And finding your Ikigai starts with playing, as discussed above. Playing in a stress-free environment allows you to explore what holds your attention and brings you joy. Although it sounds counter-intuitive to say one must learn to play when they are in an existential crisis, experimenting with a different mode of being– something that is not constant striving and fighting– is a great way of moving our psyche toward deep changes.

Learn to Let go of the Grip on Certainty in an Existential Crisis.

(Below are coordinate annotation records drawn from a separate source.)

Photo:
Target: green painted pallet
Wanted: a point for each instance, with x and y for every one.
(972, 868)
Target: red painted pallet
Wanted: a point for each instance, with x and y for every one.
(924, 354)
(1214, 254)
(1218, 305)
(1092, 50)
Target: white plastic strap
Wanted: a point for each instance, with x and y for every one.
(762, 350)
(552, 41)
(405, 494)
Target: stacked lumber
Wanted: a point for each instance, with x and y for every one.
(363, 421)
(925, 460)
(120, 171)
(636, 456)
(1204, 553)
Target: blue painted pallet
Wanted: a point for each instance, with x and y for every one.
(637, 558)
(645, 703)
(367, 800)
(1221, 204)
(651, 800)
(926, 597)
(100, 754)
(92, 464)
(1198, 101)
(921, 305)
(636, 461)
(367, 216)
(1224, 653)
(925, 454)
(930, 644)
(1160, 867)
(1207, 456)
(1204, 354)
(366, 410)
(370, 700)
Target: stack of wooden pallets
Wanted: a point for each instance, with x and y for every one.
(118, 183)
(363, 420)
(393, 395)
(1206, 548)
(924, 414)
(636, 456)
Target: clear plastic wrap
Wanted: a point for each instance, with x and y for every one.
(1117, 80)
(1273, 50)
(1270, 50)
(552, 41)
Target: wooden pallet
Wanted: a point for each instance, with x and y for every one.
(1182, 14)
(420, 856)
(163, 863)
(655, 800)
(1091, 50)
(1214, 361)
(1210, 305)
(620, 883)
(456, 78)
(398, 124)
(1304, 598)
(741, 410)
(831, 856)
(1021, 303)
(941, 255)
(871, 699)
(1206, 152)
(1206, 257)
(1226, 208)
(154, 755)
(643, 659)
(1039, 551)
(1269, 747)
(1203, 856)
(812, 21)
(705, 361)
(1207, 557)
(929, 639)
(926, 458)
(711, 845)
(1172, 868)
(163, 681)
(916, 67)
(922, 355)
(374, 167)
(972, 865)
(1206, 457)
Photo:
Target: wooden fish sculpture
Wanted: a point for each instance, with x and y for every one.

If we can make use of our existential crisis wisely and listen to what it has to tell us, we will experience a new level of well-being, creativity, and, ultimately, material reward. But the path to these things is not always apparent at the beginning. Therefore, when we are in an existential crisis, we must constantly remind ourselves that we ‘do not truly know.’ What looks meaningless now may be the source of great abundance in the future. Steve Jobs famously said in his speech that you cannot join the dots forward, only backward. He meant that you can’t look forward and try to predict what will happen and devalue the futility of what you are doing, because you can’t see the future. He took typography classes without knowing it would be fundamental to Apple’s success one day in the future. Therefore, however much your ego is fighting against it now, you must be open to the possibility that your future self will thank you deeply for ‘wandering’, as that lays the fertile ground for your creative abundance.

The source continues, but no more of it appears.